A copperbond skillet and an egg.
A black field with a pink circle, the letter 'J' and an olive branch signifying the logo for the blog Not Entirely Average.

Tip – Beurre Noisette (Brown Butter)

Don’t stir too much – Let the butter develop a nice crust on the bottom of the pan, then stir occasionally to prevent burning.


Two images showing the stages of toasting butter.
Beurre Noisette (brown butter) is ready when it has a nutty, toasted aroma and a deep golden color.

Is There a Difference Between Chevre and Goat Cheese?

Chevre and goat cheese are often used interchangeably, but there is a subtle difference between the two.

Chevre is a type of cheese that is specifically made from the milk of goats that are less than one year old. It is typically softer, tangier, and more delicate in flavor than goat cheese. Chevre is often sold at different ages, ranging from young and creamy to aged and crumbly.

Goat cheese, on the other hand, is a broader term that refers to any cheese made from goat’s milk, regardless of the age of the goat. Goat cheese can range from soft and spreadable to hard and aged and may have a milder flavor than chevre.

In the context of the recipe, using chevre will give a more delicate and tangier flavor, while using goat cheese may result in a slightly milder taste. Both options are delicious, so feel free to experiment and find your preference!

Butter melting in a pan.

How to Make French Eggs in the Oven

You will require an oven-safe pan or individual rondeau or other similar style baking dish. I am using this Hestan CopperBond Skillet as it reminds me of my day in the Aude 🙂

Four images showing the stages of caramelizing shallots in brown butter.
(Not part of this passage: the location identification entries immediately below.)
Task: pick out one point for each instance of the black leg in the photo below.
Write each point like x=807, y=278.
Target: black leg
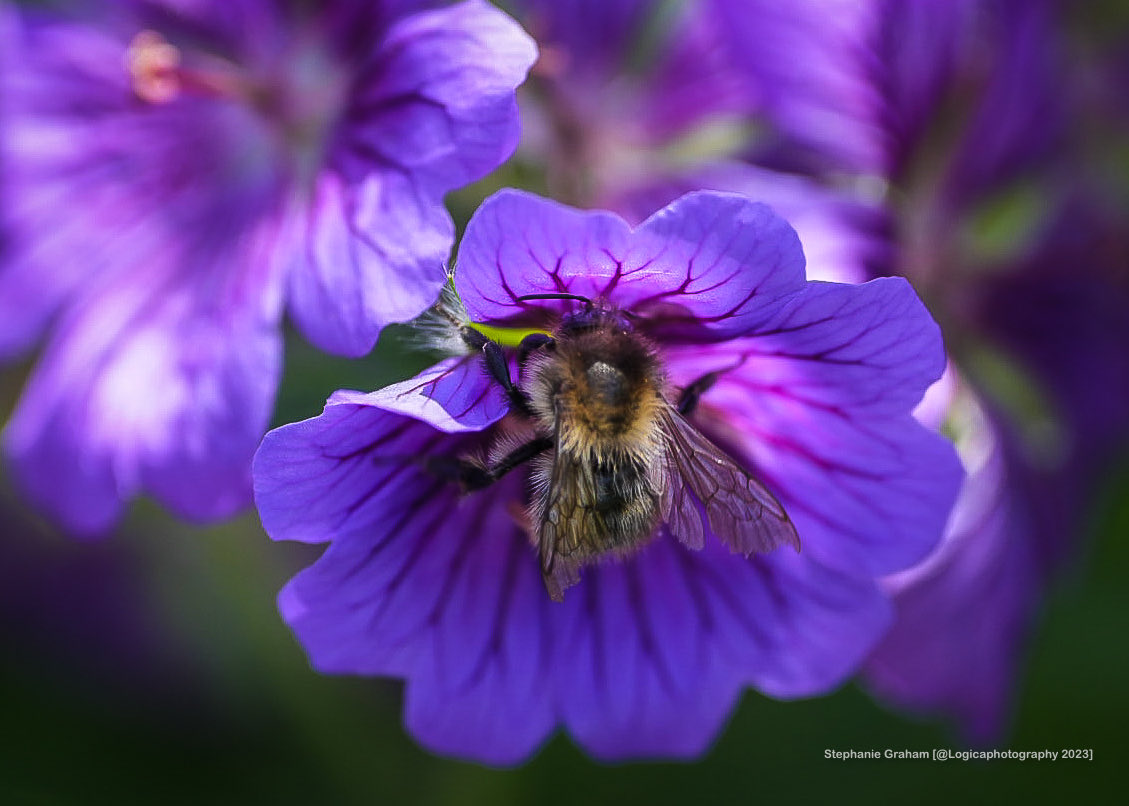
x=472, y=476
x=499, y=370
x=690, y=396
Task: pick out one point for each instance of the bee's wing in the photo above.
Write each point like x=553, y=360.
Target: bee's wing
x=740, y=509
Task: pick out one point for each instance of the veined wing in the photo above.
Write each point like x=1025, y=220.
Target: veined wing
x=738, y=508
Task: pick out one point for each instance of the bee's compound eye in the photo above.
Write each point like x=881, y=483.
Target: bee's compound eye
x=606, y=383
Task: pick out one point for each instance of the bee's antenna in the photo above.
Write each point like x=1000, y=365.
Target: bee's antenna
x=556, y=296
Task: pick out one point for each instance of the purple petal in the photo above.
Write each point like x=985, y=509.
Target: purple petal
x=717, y=263
x=645, y=657
x=454, y=395
x=133, y=395
x=359, y=257
x=434, y=112
x=819, y=404
x=963, y=614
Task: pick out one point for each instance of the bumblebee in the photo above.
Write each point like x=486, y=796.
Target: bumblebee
x=612, y=457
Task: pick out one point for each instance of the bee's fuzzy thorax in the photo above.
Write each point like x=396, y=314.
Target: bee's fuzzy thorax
x=604, y=387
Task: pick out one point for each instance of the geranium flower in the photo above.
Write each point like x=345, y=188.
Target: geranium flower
x=175, y=172
x=434, y=576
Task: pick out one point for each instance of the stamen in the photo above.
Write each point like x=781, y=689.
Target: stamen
x=154, y=66
x=158, y=73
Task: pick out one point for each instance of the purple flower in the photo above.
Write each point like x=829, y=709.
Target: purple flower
x=178, y=169
x=970, y=604
x=646, y=655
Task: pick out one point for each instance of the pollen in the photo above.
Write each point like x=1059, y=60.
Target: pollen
x=152, y=63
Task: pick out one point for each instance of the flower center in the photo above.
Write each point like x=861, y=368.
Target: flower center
x=159, y=76
x=299, y=95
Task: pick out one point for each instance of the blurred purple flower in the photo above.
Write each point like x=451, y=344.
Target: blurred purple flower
x=174, y=172
x=646, y=656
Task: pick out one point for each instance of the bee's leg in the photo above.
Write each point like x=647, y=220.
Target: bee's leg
x=531, y=343
x=471, y=476
x=499, y=370
x=690, y=396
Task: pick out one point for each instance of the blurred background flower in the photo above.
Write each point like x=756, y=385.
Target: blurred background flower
x=175, y=172
x=978, y=148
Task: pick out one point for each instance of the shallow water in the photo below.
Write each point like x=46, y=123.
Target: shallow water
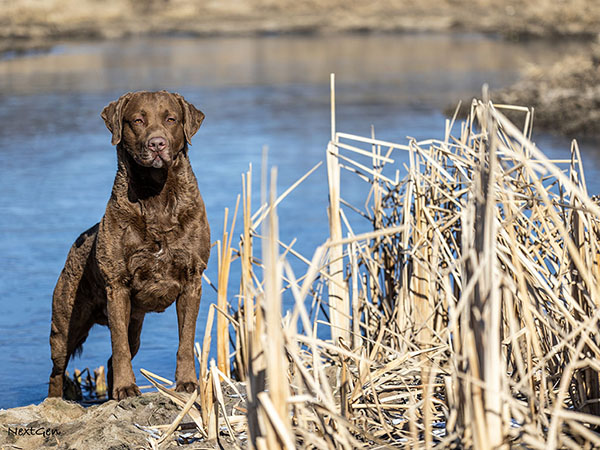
x=57, y=165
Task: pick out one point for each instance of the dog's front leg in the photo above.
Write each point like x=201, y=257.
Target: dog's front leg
x=187, y=306
x=119, y=313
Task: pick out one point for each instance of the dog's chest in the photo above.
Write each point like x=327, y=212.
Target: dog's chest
x=159, y=265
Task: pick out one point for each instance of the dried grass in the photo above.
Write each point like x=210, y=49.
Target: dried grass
x=467, y=318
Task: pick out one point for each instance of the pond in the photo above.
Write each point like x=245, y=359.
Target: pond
x=57, y=164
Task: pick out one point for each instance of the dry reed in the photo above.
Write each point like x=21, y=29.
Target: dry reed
x=466, y=318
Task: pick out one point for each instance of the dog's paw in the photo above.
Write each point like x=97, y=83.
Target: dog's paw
x=186, y=386
x=120, y=393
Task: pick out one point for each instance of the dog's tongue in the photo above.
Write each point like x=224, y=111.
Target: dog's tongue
x=157, y=163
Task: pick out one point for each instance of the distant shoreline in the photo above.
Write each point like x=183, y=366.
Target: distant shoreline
x=27, y=25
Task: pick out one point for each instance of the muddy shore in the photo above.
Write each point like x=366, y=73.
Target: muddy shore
x=129, y=424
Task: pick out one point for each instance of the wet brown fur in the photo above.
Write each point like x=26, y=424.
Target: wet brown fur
x=148, y=251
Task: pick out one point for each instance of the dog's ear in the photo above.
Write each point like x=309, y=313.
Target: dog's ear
x=192, y=118
x=113, y=118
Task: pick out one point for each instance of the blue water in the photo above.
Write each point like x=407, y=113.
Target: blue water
x=57, y=164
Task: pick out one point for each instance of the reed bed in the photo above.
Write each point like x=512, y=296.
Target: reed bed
x=466, y=318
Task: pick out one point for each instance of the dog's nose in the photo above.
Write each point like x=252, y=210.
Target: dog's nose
x=157, y=144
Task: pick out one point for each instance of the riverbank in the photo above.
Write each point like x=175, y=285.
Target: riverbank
x=31, y=24
x=565, y=97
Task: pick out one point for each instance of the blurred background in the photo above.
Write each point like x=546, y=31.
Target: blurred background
x=259, y=70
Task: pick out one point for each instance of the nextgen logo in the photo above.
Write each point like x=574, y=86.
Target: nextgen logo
x=33, y=431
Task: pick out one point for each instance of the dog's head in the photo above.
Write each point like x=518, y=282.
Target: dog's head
x=153, y=127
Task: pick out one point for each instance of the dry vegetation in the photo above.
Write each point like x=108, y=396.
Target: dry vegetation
x=565, y=96
x=467, y=318
x=26, y=24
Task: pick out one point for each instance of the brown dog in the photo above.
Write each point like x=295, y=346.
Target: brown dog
x=148, y=251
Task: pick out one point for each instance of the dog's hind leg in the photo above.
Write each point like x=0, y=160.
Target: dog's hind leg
x=71, y=309
x=133, y=335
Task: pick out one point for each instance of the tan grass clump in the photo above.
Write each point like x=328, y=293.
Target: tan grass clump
x=467, y=317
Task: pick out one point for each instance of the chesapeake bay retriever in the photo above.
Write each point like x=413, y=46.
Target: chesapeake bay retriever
x=148, y=251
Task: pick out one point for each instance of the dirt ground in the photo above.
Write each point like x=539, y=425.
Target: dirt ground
x=126, y=425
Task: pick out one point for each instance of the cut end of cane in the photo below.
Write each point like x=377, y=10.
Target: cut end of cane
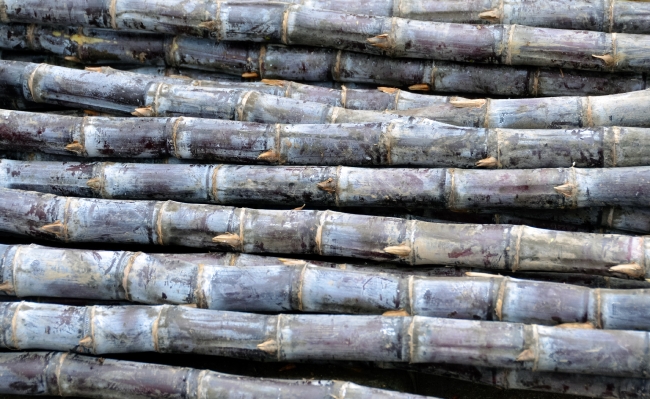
x=633, y=270
x=57, y=228
x=492, y=15
x=420, y=87
x=396, y=313
x=583, y=326
x=86, y=342
x=389, y=90
x=143, y=112
x=269, y=346
x=292, y=262
x=525, y=356
x=269, y=156
x=95, y=183
x=381, y=41
x=490, y=162
x=273, y=82
x=606, y=58
x=328, y=185
x=567, y=189
x=7, y=287
x=73, y=59
x=75, y=146
x=467, y=103
x=401, y=250
x=229, y=239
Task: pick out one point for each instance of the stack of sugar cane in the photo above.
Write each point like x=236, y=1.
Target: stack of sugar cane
x=376, y=215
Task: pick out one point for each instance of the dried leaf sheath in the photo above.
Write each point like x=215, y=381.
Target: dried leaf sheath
x=68, y=374
x=417, y=339
x=312, y=63
x=300, y=25
x=155, y=279
x=316, y=232
x=456, y=189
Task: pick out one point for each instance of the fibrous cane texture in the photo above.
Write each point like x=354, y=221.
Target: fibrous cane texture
x=268, y=61
x=68, y=374
x=324, y=233
x=413, y=339
x=297, y=286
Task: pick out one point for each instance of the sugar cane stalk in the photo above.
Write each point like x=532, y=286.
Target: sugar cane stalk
x=68, y=374
x=323, y=233
x=395, y=143
x=70, y=87
x=300, y=25
x=609, y=16
x=153, y=279
x=416, y=339
x=311, y=63
x=342, y=186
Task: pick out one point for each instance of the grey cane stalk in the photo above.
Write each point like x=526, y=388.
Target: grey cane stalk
x=301, y=25
x=325, y=233
x=302, y=287
x=68, y=374
x=268, y=61
x=402, y=339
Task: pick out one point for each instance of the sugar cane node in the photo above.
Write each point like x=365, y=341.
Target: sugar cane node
x=57, y=228
x=380, y=41
x=396, y=313
x=493, y=15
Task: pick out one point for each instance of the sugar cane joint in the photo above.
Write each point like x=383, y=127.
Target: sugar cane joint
x=324, y=199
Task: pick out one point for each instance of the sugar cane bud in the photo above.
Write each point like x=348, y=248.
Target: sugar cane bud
x=143, y=112
x=57, y=228
x=608, y=60
x=527, y=355
x=402, y=250
x=567, y=189
x=490, y=162
x=75, y=146
x=95, y=184
x=270, y=346
x=230, y=239
x=382, y=41
x=270, y=156
x=328, y=185
x=633, y=270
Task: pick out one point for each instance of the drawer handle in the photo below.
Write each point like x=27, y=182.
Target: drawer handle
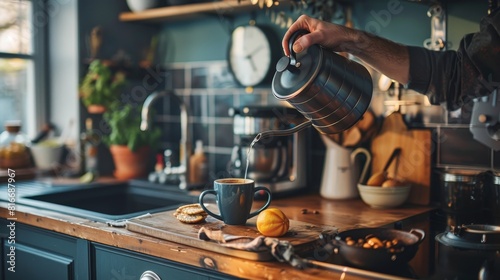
x=149, y=275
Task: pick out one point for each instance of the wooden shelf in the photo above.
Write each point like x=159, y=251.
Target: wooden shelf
x=183, y=11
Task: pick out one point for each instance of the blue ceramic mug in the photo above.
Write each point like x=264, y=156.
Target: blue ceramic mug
x=234, y=197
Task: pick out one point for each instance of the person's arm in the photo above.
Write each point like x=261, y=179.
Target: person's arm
x=385, y=56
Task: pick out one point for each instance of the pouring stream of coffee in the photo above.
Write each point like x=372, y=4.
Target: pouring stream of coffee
x=274, y=133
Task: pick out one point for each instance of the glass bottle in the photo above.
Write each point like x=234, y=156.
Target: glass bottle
x=14, y=145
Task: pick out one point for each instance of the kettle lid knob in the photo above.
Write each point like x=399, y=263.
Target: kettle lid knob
x=282, y=64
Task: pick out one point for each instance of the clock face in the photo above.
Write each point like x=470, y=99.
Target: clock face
x=249, y=55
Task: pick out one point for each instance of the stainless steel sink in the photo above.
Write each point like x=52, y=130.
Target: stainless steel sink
x=106, y=201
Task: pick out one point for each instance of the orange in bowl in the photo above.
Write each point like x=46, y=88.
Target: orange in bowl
x=272, y=222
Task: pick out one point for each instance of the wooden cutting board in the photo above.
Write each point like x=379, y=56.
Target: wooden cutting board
x=165, y=226
x=414, y=162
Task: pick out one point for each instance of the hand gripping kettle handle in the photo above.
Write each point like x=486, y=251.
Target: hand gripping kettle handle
x=293, y=38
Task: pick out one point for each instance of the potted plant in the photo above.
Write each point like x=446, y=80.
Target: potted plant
x=130, y=147
x=101, y=86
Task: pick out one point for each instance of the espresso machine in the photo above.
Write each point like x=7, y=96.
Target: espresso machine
x=277, y=163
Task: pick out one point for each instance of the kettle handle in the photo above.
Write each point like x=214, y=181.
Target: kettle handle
x=293, y=37
x=367, y=162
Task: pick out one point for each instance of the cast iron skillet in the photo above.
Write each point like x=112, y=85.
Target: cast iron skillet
x=382, y=257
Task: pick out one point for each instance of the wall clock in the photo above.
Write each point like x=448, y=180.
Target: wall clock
x=252, y=54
Step 1. Preheat oven to 350°F.

Step 2. In a small pan, melt 2 tablespoons unsalted butter over medium-low heat. Allow the butter to foam first and then the milk solids to turn golden. It is ready when the butter is hazelnut in color and smells nutty and fragrant.

Step 3. Add a sliced shallot and cook for 1-2 minutes until fragrant and the shallots are golden.

Step 4. Turn off the heat and add half the fresh herbs. 

Four images showing the stages of preparing eggs en cocotte or baked eggs in brown butter.

Step 5. Break a couple ounces of chevre into pieces and add to the pan, followed by 1/2 cup heavy cream. 

Step 6. Crack 2 large eggs into the pan being careful not to break the yolks. Sprinkle everything with freshly cracked black pepper and sea salt before placing it in the oven for 7 to 19 minutes. (Images 6 & 7) See my NOTES in the recipe card.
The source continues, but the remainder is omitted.